# Hedgehog arts!



## SpiritWolves1 (Apr 5, 2012)

http://spiritwolves1.deviantart.com/#/d5rfgyn

this is the first of many i will probably do, and ill get better, hopefully lol.

its a chocolate hedgehog with bicolour eyes ( if thats possible XD)


----------



## hedgieglue (Jan 5, 2013)

Totally cute .o.
I'll watch you on dA and hopefully I'll see some more art~ <3

And I have a hedgehog with bicolor eyes...but he's pinto. Dunno if that could happen with a chocolate .o. Would be cool though!


----------



## SpiritWolves1 (Apr 5, 2012)

Wow thanks! I'm always looking for watchers! 

It would be cool wouldn't it?


----------



## alexvdl (Dec 19, 2012)

That's pretty good. Better than I could do, for sure.


----------



## SpiritWolves1 (Apr 5, 2012)

Thanks!
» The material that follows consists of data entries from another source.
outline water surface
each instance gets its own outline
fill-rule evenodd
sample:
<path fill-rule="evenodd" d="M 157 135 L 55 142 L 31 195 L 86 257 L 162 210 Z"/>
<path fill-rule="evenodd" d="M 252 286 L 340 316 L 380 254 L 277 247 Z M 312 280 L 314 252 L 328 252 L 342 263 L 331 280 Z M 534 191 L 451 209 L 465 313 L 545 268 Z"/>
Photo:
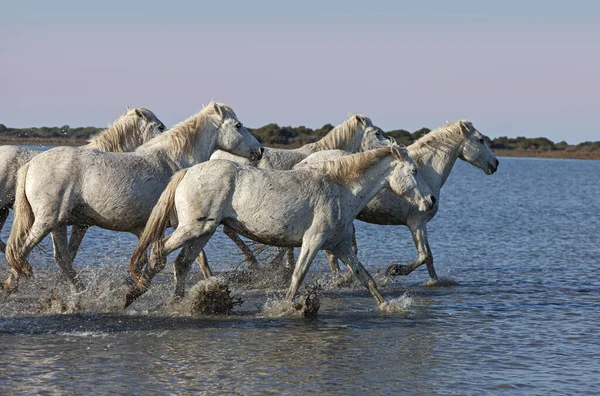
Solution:
<path fill-rule="evenodd" d="M 360 258 L 403 308 L 397 313 L 378 311 L 360 286 L 332 285 L 322 254 L 307 280 L 324 288 L 316 318 L 264 313 L 285 292 L 276 275 L 232 284 L 245 302 L 231 316 L 191 315 L 170 301 L 169 267 L 123 310 L 118 292 L 135 238 L 90 230 L 76 261 L 90 287 L 79 295 L 46 242 L 33 260 L 36 278 L 0 297 L 0 389 L 596 393 L 600 161 L 500 160 L 493 176 L 459 161 L 429 225 L 438 275 L 457 285 L 423 285 L 424 266 L 386 279 L 389 264 L 416 258 L 410 233 L 356 222 Z M 218 272 L 244 268 L 221 233 L 207 252 Z"/>

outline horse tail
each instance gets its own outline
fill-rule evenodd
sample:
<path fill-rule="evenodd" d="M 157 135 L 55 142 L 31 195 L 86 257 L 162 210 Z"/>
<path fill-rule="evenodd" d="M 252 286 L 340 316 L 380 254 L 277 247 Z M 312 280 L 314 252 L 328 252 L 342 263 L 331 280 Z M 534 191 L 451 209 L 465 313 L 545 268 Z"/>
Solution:
<path fill-rule="evenodd" d="M 144 232 L 140 236 L 138 244 L 133 251 L 131 261 L 129 262 L 129 271 L 131 272 L 133 279 L 138 282 L 140 281 L 140 275 L 137 274 L 136 268 L 145 256 L 146 249 L 153 244 L 152 254 L 162 254 L 164 243 L 163 237 L 167 230 L 167 226 L 169 225 L 171 213 L 173 213 L 173 209 L 175 208 L 175 192 L 186 173 L 187 169 L 183 169 L 171 177 L 171 181 L 169 181 L 169 184 L 160 195 L 158 202 L 154 205 L 150 218 L 144 228 Z"/>
<path fill-rule="evenodd" d="M 25 194 L 25 182 L 27 181 L 27 171 L 29 163 L 26 163 L 17 173 L 17 190 L 15 203 L 13 205 L 14 220 L 6 243 L 6 261 L 19 274 L 25 277 L 31 275 L 31 268 L 20 253 L 21 247 L 31 230 L 35 220 L 35 215 Z"/>

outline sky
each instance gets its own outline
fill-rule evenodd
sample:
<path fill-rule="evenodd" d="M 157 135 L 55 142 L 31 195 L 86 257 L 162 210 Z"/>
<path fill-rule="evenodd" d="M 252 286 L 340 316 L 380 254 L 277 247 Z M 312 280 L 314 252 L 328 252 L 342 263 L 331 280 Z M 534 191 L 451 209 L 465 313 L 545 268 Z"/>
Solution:
<path fill-rule="evenodd" d="M 600 140 L 600 2 L 1 1 L 0 123 L 249 127 L 363 114 L 384 130 Z"/>

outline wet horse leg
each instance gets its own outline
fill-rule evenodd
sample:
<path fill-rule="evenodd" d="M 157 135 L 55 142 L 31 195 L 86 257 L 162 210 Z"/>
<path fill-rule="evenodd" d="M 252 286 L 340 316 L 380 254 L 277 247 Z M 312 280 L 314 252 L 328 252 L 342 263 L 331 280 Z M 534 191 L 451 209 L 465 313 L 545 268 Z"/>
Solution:
<path fill-rule="evenodd" d="M 204 243 L 202 242 L 202 240 L 198 240 L 192 244 L 184 246 L 173 263 L 173 268 L 175 270 L 175 297 L 183 297 L 185 295 L 185 280 L 187 275 L 192 268 L 192 264 L 194 264 L 194 258 L 200 254 L 202 251 L 202 246 L 206 245 L 207 241 Z M 205 277 L 205 279 L 207 278 Z"/>
<path fill-rule="evenodd" d="M 356 228 L 354 228 L 354 224 L 352 225 L 352 251 L 355 255 L 358 255 L 358 246 L 356 245 Z M 340 276 L 340 265 L 336 255 L 333 252 L 326 250 L 325 257 L 327 258 L 327 262 L 329 262 L 331 275 L 333 275 L 334 279 L 338 278 Z"/>
<path fill-rule="evenodd" d="M 37 220 L 37 219 L 36 219 Z M 12 268 L 10 275 L 7 280 L 1 285 L 1 287 L 8 291 L 13 292 L 19 285 L 19 277 L 23 275 L 26 278 L 33 276 L 33 270 L 31 264 L 27 261 L 27 256 L 31 253 L 31 250 L 37 246 L 52 230 L 50 222 L 47 221 L 35 221 L 29 230 L 25 242 L 21 245 L 17 252 L 15 260 L 18 262 L 19 269 Z"/>
<path fill-rule="evenodd" d="M 196 261 L 198 262 L 198 265 L 200 265 L 200 270 L 202 271 L 204 279 L 210 278 L 212 276 L 212 271 L 208 265 L 208 257 L 206 256 L 204 249 L 200 251 Z"/>
<path fill-rule="evenodd" d="M 367 272 L 365 267 L 360 263 L 356 254 L 352 251 L 352 245 L 350 241 L 342 242 L 340 247 L 336 249 L 336 253 L 338 257 L 346 264 L 348 269 L 356 275 L 360 283 L 363 284 L 369 291 L 377 304 L 381 304 L 385 302 L 385 299 L 379 292 L 377 288 L 377 284 L 371 277 L 371 275 Z"/>
<path fill-rule="evenodd" d="M 258 260 L 256 259 L 254 252 L 252 252 L 252 249 L 250 249 L 248 245 L 242 241 L 242 238 L 240 238 L 235 231 L 225 225 L 223 226 L 223 232 L 237 245 L 238 248 L 240 248 L 244 254 L 244 257 L 246 257 L 248 269 L 258 269 Z"/>
<path fill-rule="evenodd" d="M 6 218 L 8 217 L 8 210 L 9 207 L 5 206 L 2 209 L 0 209 L 0 231 L 2 231 L 2 228 L 4 227 L 4 223 L 6 223 Z M 6 253 L 6 244 L 0 240 L 0 251 L 2 251 L 2 253 Z"/>
<path fill-rule="evenodd" d="M 419 252 L 419 257 L 409 265 L 390 265 L 386 270 L 386 275 L 408 275 L 421 265 L 426 264 L 427 271 L 429 272 L 429 278 L 431 280 L 437 280 L 438 276 L 433 266 L 433 255 L 431 254 L 431 248 L 429 247 L 429 241 L 427 240 L 427 224 L 419 225 L 414 229 L 409 227 L 409 229 L 412 234 L 415 247 Z"/>
<path fill-rule="evenodd" d="M 75 261 L 75 257 L 79 251 L 79 246 L 81 246 L 81 241 L 83 241 L 83 237 L 85 236 L 88 228 L 88 226 L 78 225 L 71 227 L 71 235 L 69 237 L 69 260 L 71 261 L 71 265 L 73 265 L 73 261 Z"/>
<path fill-rule="evenodd" d="M 294 301 L 294 297 L 298 293 L 298 289 L 308 272 L 308 268 L 312 263 L 313 259 L 321 249 L 323 245 L 323 238 L 320 235 L 307 236 L 304 235 L 302 238 L 302 248 L 300 249 L 300 255 L 298 261 L 294 267 L 294 273 L 292 274 L 292 282 L 288 289 L 286 300 Z"/>
<path fill-rule="evenodd" d="M 67 276 L 77 292 L 84 290 L 83 283 L 77 278 L 77 272 L 73 269 L 66 225 L 58 226 L 52 231 L 52 246 L 54 247 L 54 261 L 63 274 Z"/>
<path fill-rule="evenodd" d="M 214 222 L 211 223 L 212 224 L 204 223 L 200 226 L 198 224 L 180 225 L 175 229 L 175 231 L 173 231 L 166 241 L 164 241 L 164 246 L 160 251 L 156 251 L 153 247 L 150 253 L 150 259 L 148 260 L 148 265 L 146 265 L 144 268 L 141 279 L 138 280 L 138 282 L 132 288 L 130 288 L 127 293 L 125 307 L 129 306 L 148 290 L 152 278 L 154 278 L 157 273 L 165 268 L 169 253 L 179 248 L 187 247 L 187 245 L 192 246 L 193 248 L 188 247 L 188 249 L 186 249 L 186 253 L 180 252 L 182 257 L 179 264 L 177 264 L 179 266 L 191 266 L 193 263 L 193 258 L 188 260 L 189 264 L 187 261 L 184 262 L 183 258 L 188 258 L 192 252 L 199 252 L 204 248 L 206 243 L 210 240 L 217 229 Z M 185 284 L 185 267 L 179 270 L 176 268 L 176 274 L 177 271 L 179 271 L 180 275 L 177 279 L 177 282 L 179 284 L 181 284 L 181 282 Z"/>

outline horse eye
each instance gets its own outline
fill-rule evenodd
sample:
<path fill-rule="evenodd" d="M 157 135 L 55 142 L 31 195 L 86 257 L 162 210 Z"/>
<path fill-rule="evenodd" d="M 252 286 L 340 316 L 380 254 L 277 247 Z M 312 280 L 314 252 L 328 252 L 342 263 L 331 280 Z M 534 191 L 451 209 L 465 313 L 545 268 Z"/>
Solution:
<path fill-rule="evenodd" d="M 379 132 L 379 131 L 375 132 L 375 136 L 381 136 L 381 132 Z"/>
<path fill-rule="evenodd" d="M 240 129 L 242 127 L 242 123 L 238 122 L 237 124 L 235 124 L 235 129 Z"/>
<path fill-rule="evenodd" d="M 485 142 L 485 139 L 483 139 L 483 138 L 479 139 L 479 143 L 484 143 L 484 142 Z"/>
<path fill-rule="evenodd" d="M 158 130 L 161 131 L 161 132 L 164 131 L 165 129 L 167 129 L 167 127 L 164 124 L 160 124 L 158 126 Z"/>

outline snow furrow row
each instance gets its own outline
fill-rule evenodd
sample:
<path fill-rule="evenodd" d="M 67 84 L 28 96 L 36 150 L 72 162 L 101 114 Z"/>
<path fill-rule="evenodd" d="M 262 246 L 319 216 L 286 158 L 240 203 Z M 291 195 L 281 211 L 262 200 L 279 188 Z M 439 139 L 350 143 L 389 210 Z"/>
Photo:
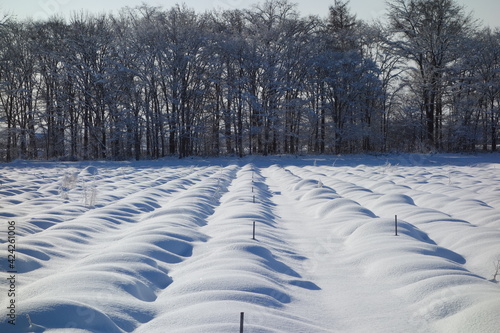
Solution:
<path fill-rule="evenodd" d="M 24 236 L 41 232 L 63 221 L 69 222 L 95 208 L 103 209 L 110 204 L 116 205 L 120 200 L 127 201 L 131 195 L 149 191 L 152 187 L 160 187 L 192 173 L 184 170 L 180 174 L 167 168 L 163 172 L 168 176 L 158 177 L 151 170 L 127 174 L 131 170 L 102 168 L 99 174 L 96 167 L 79 169 L 63 166 L 52 175 L 24 170 L 23 179 L 19 180 L 24 184 L 20 190 L 22 193 L 0 199 L 0 207 L 8 211 L 6 214 L 26 222 L 18 228 L 18 234 Z"/>
<path fill-rule="evenodd" d="M 374 182 L 353 176 L 356 169 L 347 172 L 329 167 L 321 168 L 321 172 L 313 167 L 291 169 L 311 181 L 317 179 L 316 183 L 335 189 L 347 200 L 355 200 L 359 205 L 355 211 L 368 210 L 383 218 L 381 221 L 385 219 L 385 223 L 358 226 L 351 220 L 352 234 L 346 244 L 359 239 L 362 247 L 368 246 L 370 251 L 361 258 L 367 275 L 390 280 L 397 277 L 398 284 L 403 285 L 397 293 L 416 304 L 413 319 L 434 323 L 439 329 L 451 325 L 457 330 L 461 326 L 473 327 L 470 320 L 477 312 L 490 314 L 500 309 L 498 297 L 493 296 L 500 295 L 500 291 L 497 285 L 487 281 L 488 269 L 493 273 L 488 260 L 493 261 L 499 250 L 500 235 L 495 230 L 473 227 L 440 211 L 418 207 L 410 196 L 401 193 L 411 193 L 411 188 L 389 184 L 383 186 L 383 193 L 374 192 L 369 186 L 365 187 L 375 185 Z M 336 200 L 339 199 L 333 202 Z M 332 218 L 338 219 L 343 214 L 352 217 L 350 209 L 340 209 L 341 214 L 332 214 Z M 400 219 L 400 236 L 409 235 L 419 242 L 395 246 L 401 242 L 400 237 L 389 241 L 390 235 L 394 235 L 394 215 Z M 463 240 L 456 241 L 457 233 L 462 236 L 458 239 Z M 477 251 L 479 244 L 482 251 Z M 389 249 L 392 251 L 387 251 Z M 429 260 L 429 255 L 435 260 Z"/>
<path fill-rule="evenodd" d="M 204 239 L 196 232 L 199 215 L 217 193 L 207 192 L 199 202 L 193 198 L 199 198 L 204 184 L 214 183 L 219 169 L 157 181 L 21 237 L 19 302 L 31 327 L 130 332 L 137 322 L 152 319 L 151 302 L 172 281 L 169 265 L 191 255 L 193 242 Z M 167 210 L 182 221 L 165 219 Z M 33 272 L 26 274 L 29 271 Z M 50 315 L 54 311 L 57 317 Z M 17 328 L 29 325 L 29 320 L 20 316 Z"/>
<path fill-rule="evenodd" d="M 436 158 L 6 165 L 0 332 L 496 332 L 497 163 Z"/>
<path fill-rule="evenodd" d="M 233 332 L 240 312 L 249 332 L 325 331 L 287 311 L 291 290 L 313 284 L 282 261 L 291 249 L 276 231 L 270 195 L 255 166 L 239 170 L 200 230 L 207 241 L 171 272 L 173 283 L 156 301 L 163 313 L 137 332 Z"/>
<path fill-rule="evenodd" d="M 398 215 L 400 219 L 426 232 L 440 246 L 463 256 L 467 269 L 485 279 L 492 278 L 491 266 L 500 256 L 498 245 L 500 229 L 481 226 L 461 217 L 466 216 L 464 212 L 467 210 L 488 215 L 490 211 L 495 210 L 494 208 L 485 207 L 470 199 L 462 199 L 460 193 L 457 193 L 453 197 L 455 204 L 450 204 L 443 211 L 441 206 L 446 205 L 435 203 L 429 205 L 429 201 L 419 200 L 419 198 L 432 195 L 435 202 L 439 202 L 435 198 L 436 193 L 429 194 L 429 192 L 415 190 L 409 186 L 391 183 L 381 185 L 381 182 L 378 182 L 377 184 L 373 180 L 366 179 L 369 175 L 365 177 L 349 175 L 333 169 L 323 170 L 323 172 L 327 175 L 325 183 L 345 188 L 341 191 L 342 194 L 358 201 L 378 216 L 391 218 Z M 423 206 L 419 205 L 419 202 Z M 464 202 L 474 202 L 474 208 L 465 205 Z M 500 212 L 497 213 L 500 214 Z M 482 246 L 480 252 L 476 250 L 478 242 Z"/>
I need to work on quills though.


----------



## danilious (Dec 14, 2010)

My hedgies a reverse pinto and he has bicolored eyes


----------



## SpiritWolves1 (Apr 5, 2012)

cool :# i love the bicolour eyes, ive always wanted a husky with them, or a horse, but im not aloud XD


----------



## hedgieglue (Jan 5, 2013)

Awh xD
I can't really tell if my hedgie's a reverse pinto or regular pinto... His coloring seems pretty even.

I've always loved bicolored eyes too. We had a mutt dog with one blue, one brown. But other than that, no other animals with eyes like that.
Would be awesome to have a husky with bicolored eyes .o. Probably very beautiful


----------



## SpiritWolves1 (Apr 5, 2012)

yea :3 my cousins had one ^.^ i loved it, it was part wolf


----------



## hedgieglue (Jan 5, 2013)

Sweet! .o.
I've never had a husky - or anything bred with a wolf - before!


----------



## SpiritWolves1 (Apr 5, 2012)

oh my gosh i LOVE them, wolves are my fav animals and i love anything that looks like one XD and one of the girls in my class had a husky, but it got dog napped O.O and they never saw her again  but my mom also had a wolf mix when she was little, looked like a tundra wolf with blue eyes <3 <3


----------